What we do value most or better yet, what we are passionate about largely depends on our core values. Once we understand our own core values and those of others, it becomes much easier to achieve results we seek, achieve success that we feel good about. Then the path to create those results also becomes clearer, whether this may be for personal or business achievement.
More often than not we make choices without thinking about them. What are your most important values? Whether we aware of it or not, whether we accept it or not, it is our core values that define our preferences, thus what we value most and to what degree; to the point of being very passionate about it. Clarity on your core values is an essential leadership skill for direction and to achieve sound sustainable success. Even when it comes to, for instance, determining the value of a tangible item such as a car, a house, or a piece of jewelry, there could be as many opinions as there are people in the world. In the case of something intangible such as developing a new service, creating a software application, or a vision for an organization, it could be much more subjective than that. This is because we each have our own set of values through which we perceive the same exact things and what it means to us at any one time. This is the second fundamental cause of all obstructions towards achieving success, in particular, achieving commonly shared success, the alignment of values into shared values. Through our values we make our decisions and it is what carries a person, an organization, or community to greatness or mediocrity. It is what influences our buying decision to get that new car we want, or that nice jewelry for a loved one; or, to buy-in or not to buy-in into an idea. Although in the end, we do make our own choices, we do certainly also get help. One way this happens is well illustrated in the following presentation delivered through TED.com platform, where Rory Sutherland, “makes the daring assertion that a change in perceived value can be just as satisfying as what we consider 'real' value -- and his conclusion has interesting consequences for how we look at life."
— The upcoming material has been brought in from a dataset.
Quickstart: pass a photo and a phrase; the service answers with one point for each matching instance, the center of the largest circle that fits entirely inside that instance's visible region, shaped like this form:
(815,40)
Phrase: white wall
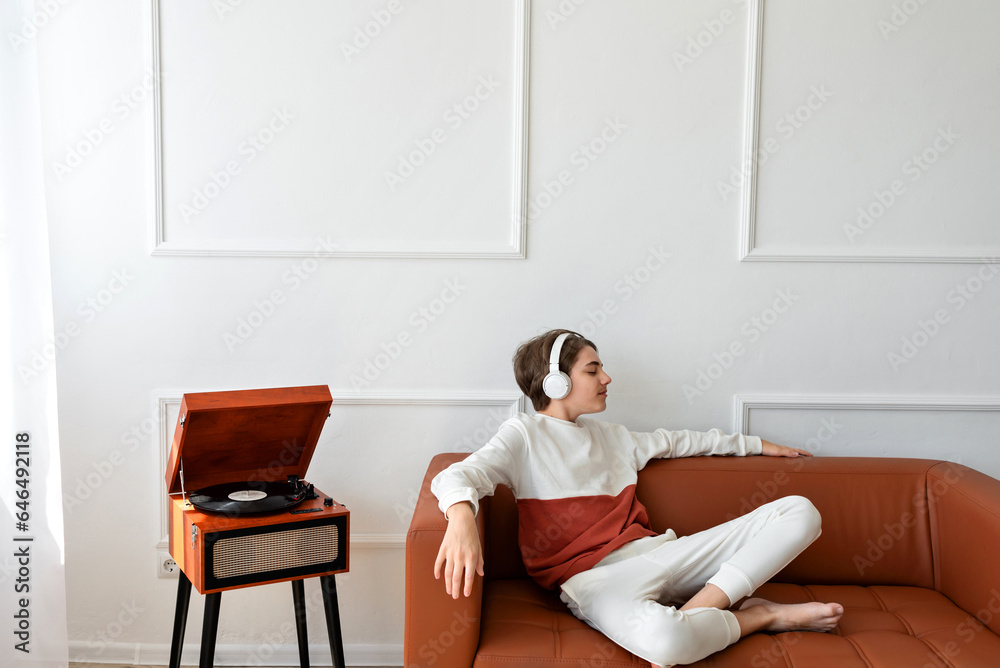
(170,294)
What do you value most? Once this is clear, it is much easier to build, create, buy, and go after what we realy are most passionate about and achieve what really does matter most to us, such as happiness and/or peace of mind. Here is a perspective that points to one possible starting point to answer that question:
"Out of love making and birth; so chaotic, messy, with vast improbable possibilities; comes such a one and only miracle that is, U!"
If we value our own most inner essence, we are most likely grounded in valuing other aspects of our lives in a way that allows us to make the choices and achieve more sustainable success, which makes us feel good. So, to more effectively get the results that really matter to you or your organization and that really makes a lasting difference:
- Clearly define and communicate the values that you seek. In the case of an organization, ensure that these values are also commonly shared through a consensus building dialog process such as Open Space Technology (OST).
- Then map out a path to align to and meet those values.
- Get the resources necessary.
- Then take action, guided by these core values.
After all, achieving results that makes us feel good is an important aspect of what matters most to us. That provides us with the inspiration and enough passion for the next challenge.